La pignorabilità di stipendi e pensioni
Con una serie di sentenze pronunciate tra il 1987 ed il 1989, la Corte Costituzionale – al fine di tutelare la figura del creditore nel rapporto col suo debitore – ha stabilito la possibilità di assoggettare a pignoramento una parte degli stipendi e delle pensioni attribuite sia ai dipendenti pubblici, sia a quelli privati.
Per quanto riguarda il dipendente pubblico, la Corte ha stabilito la pignorabilità nei seguenti termini: 1. retribuzione: fino ad un terzo per i crediti alimentari; 2. pensione: fino ad un terzo per i crediti alimentari; fino ad un quinto per debiti che il dipendente ha nei confronti dell’ente pubblico presso il quale ha espletato attività lavorativa; 3. trattamento di fine rapporto (TFR): fino ad un quinto.

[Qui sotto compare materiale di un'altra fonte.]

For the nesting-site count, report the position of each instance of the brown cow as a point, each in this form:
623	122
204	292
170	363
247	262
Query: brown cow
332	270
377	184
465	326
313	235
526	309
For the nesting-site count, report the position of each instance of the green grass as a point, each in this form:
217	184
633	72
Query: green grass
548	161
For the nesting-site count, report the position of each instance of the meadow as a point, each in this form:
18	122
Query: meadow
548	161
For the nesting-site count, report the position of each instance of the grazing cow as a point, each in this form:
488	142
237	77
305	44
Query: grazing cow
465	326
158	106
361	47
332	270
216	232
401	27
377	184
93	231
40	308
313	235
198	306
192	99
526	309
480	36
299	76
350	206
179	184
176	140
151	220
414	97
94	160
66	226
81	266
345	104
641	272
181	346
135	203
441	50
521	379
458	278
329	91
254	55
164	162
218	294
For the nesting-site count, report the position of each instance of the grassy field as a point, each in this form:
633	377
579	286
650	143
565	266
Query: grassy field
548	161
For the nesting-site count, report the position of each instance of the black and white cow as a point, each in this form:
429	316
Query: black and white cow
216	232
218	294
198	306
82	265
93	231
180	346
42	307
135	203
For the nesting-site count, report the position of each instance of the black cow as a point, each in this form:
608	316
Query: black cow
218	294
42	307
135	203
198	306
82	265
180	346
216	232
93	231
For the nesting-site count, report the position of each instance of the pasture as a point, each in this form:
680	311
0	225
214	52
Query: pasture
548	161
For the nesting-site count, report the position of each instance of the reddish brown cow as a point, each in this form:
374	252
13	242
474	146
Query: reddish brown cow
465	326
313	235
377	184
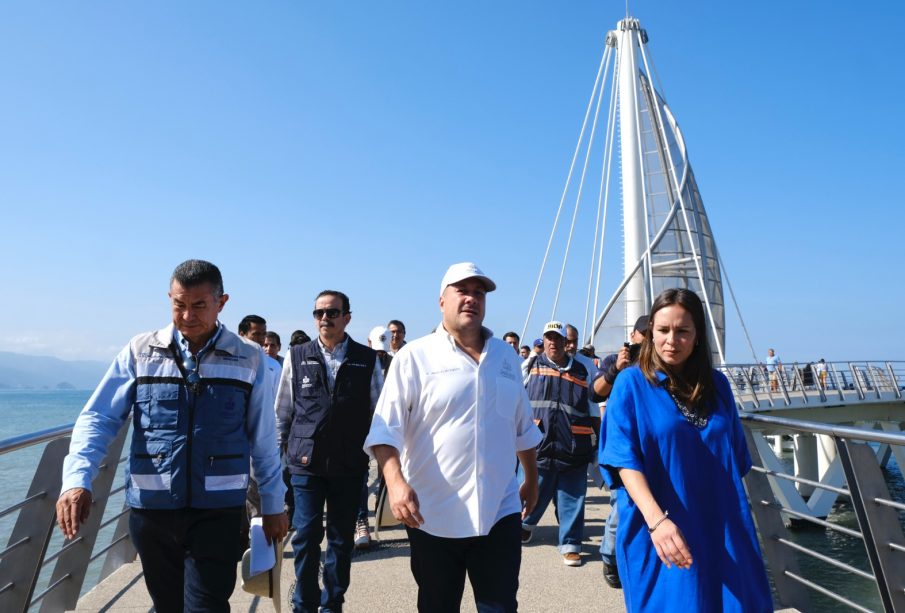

Per quel che concerne il dipendente privato, la Corte Costituzionale ha così fissato i limiti della pignorabilità: 1. retribuzione: fino ad un quinto, per qualsiasi tipo di credito vantato nei confronti del lavoratore; 2. pensione: fino ad un terzo per i crediti alimentari; fino ad un quinto per debiti maturati nei confronti dell'INPS ovvero nei confronti dello Stato, delle Province o dei Comuni; 3. trattamento di fine rapporto (TFR): fino ad un quinto.
La Corte Costituzionale, nel predisporre questo sistema normativo a tutela dei diritti e delle ragioni maturate da un creditore, ha inoltre stabilito la possibilità di sottoporre a pignoramento, nel limite di un terzo, anche i trattamenti pensionistici maturati da professionisti autonomi quali, ad esempio, notai, avvocati, commercialisti, geometri e giornalisti.